Pois bem, a idéia de trabalho como
castigo se confunde com a própria história da criação do homem e a encontramos em
Gênesis no mito adâmico que em virtude do pecado original, por haver
desobedecido à ordem do Criador, de não provar dos frutos da árvore do
conhecimento foi lhes concedido o trabalho como castigo pelo erro cometido. A
mulher recebeu uma condenação: “vais pagar com as dores do parto pelo teu erro”
e o homem outra condenação: “vais trabalhar”. Note que pedagogia parecida fora
adotada com a formação das sociedades clássicas
greco-romanas que se desenvolveram com base no sistema escravocrata. Portanto,
nas fases aqui mencionadas o trabalho
foi considerado coisa menor, indecente, imoral ou de gente que está sendo
punida. Etimologicamente falando, trabalho vem do latim tripalium, que era um
instrumento de tortura, isto é, três paus entrecruzados para serem colocados no
pescoço de alguém com o objetivo de produzir desconforto.
De todo modo se levarmos em consideração a
história seja ela a Antiga, a hebraica
cristã ou a medieval não vamos perceber modificações substanciais em relação ao
trabalho. Entretanto, voltemos mais uma vez aos gregos; são eles os
responsáveis por uma revolução ao nível do pensamento crítico e que por essas
razões no século V e IV a.C num verdadeiro exercício dialógico nortearam
profundas discussões políticas, éticas e filosóficas e que edificaram sob essas
estruturas um modelo controverso de Democracia e sobretudo, o direito de
“todos” os cidadãos poderem participar livremente do jogo político dessa época.
De tal sorte criou-se a Assembléia e o Tribunal onde os rumos da cidade eram
discutidos deixando de fora outros assuntos como os mitos e superstições e
outros valores como uma discussão de foro intimo restrito e inerente a
subjetividade dos indivíduos.
Credita-se a idéia de cidadania ao
antropocentrismo grego e, sobretudo na presença de espírito dos filósofos
sofistas que souberam dar volume nas questões sociais que se agitavam num lugar
até então dominado economicamente e politicamente pelas famílias aristocráticas;
em Atenas, por exemplo, era considerado cidadão homens, filhos de pais e mães
atenienses maiores de idade os demais, velhos, mulheres, crianças, escravos e
estrangeiros não eram considerados cidadãos. Estes últimos transitavam,
praticavam comércio e trabalhavam, mas não eram considerados cidadãos.

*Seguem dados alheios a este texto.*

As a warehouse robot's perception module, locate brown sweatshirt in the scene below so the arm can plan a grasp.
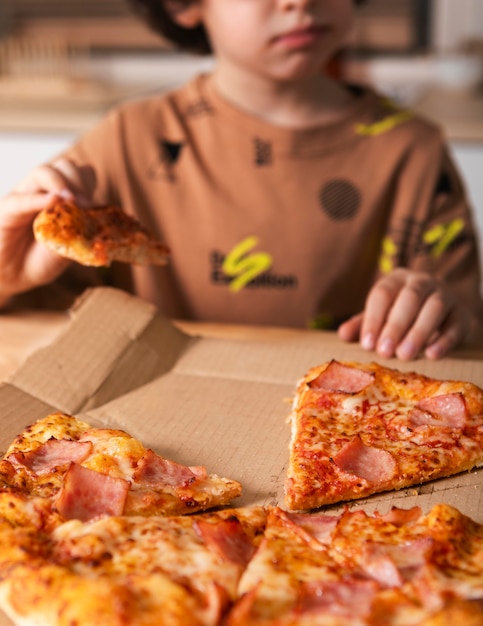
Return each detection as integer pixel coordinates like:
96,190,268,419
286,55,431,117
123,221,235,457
54,75,483,327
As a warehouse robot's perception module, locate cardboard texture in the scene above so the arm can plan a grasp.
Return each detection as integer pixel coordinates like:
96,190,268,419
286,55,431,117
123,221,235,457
0,288,483,626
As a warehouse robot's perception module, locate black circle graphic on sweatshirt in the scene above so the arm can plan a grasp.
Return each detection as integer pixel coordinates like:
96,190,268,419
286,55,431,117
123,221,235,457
320,179,361,221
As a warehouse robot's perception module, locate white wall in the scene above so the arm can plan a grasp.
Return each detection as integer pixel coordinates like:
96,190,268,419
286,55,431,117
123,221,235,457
0,131,76,197
432,0,483,52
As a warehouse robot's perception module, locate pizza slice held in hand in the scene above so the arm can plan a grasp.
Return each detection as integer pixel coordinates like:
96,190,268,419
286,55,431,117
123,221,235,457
33,200,169,266
0,412,241,521
285,361,483,510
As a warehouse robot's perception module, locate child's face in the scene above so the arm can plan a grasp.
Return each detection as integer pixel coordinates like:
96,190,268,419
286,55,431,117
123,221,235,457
198,0,353,81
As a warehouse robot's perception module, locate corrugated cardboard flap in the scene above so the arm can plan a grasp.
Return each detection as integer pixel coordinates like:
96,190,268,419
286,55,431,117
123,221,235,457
0,288,483,521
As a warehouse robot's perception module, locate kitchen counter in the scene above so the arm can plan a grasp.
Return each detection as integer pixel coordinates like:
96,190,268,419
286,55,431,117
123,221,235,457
414,89,483,142
0,69,483,142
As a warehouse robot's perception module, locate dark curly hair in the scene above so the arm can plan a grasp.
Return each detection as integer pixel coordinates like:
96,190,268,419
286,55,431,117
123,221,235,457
127,0,367,54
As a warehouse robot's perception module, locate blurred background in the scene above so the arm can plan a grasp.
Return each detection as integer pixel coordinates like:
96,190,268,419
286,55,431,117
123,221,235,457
0,0,483,258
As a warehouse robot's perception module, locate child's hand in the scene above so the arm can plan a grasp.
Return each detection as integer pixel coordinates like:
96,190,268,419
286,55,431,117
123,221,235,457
338,268,471,360
0,159,95,306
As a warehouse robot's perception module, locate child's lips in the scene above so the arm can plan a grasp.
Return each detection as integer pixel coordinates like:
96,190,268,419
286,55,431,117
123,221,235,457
276,25,330,48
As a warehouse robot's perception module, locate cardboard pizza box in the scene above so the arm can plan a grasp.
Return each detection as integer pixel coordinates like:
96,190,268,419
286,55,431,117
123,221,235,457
0,288,483,626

Da Antiguidade aos nossos dias, os germes
para o surgimento da cidadania e a concepção de trabalho como fonte de
identidade e auto-realização humana só foi possível a partir do Renascimento e
desde então o trabalho adquire um significado intrínseco, “as razões para
trabalhar estão no próprio trabalho e não fora dele ou em qualquer de suas
conseqüências” 2
Com o advento da modernidade – séc. XV e XVIII e o seu processo de secularização o conceito de
cidadania estará fortemente ligado à idéia de Direitos em especial a idéia de
direitos individuais e civis de tal modo distante da concepção ética grega.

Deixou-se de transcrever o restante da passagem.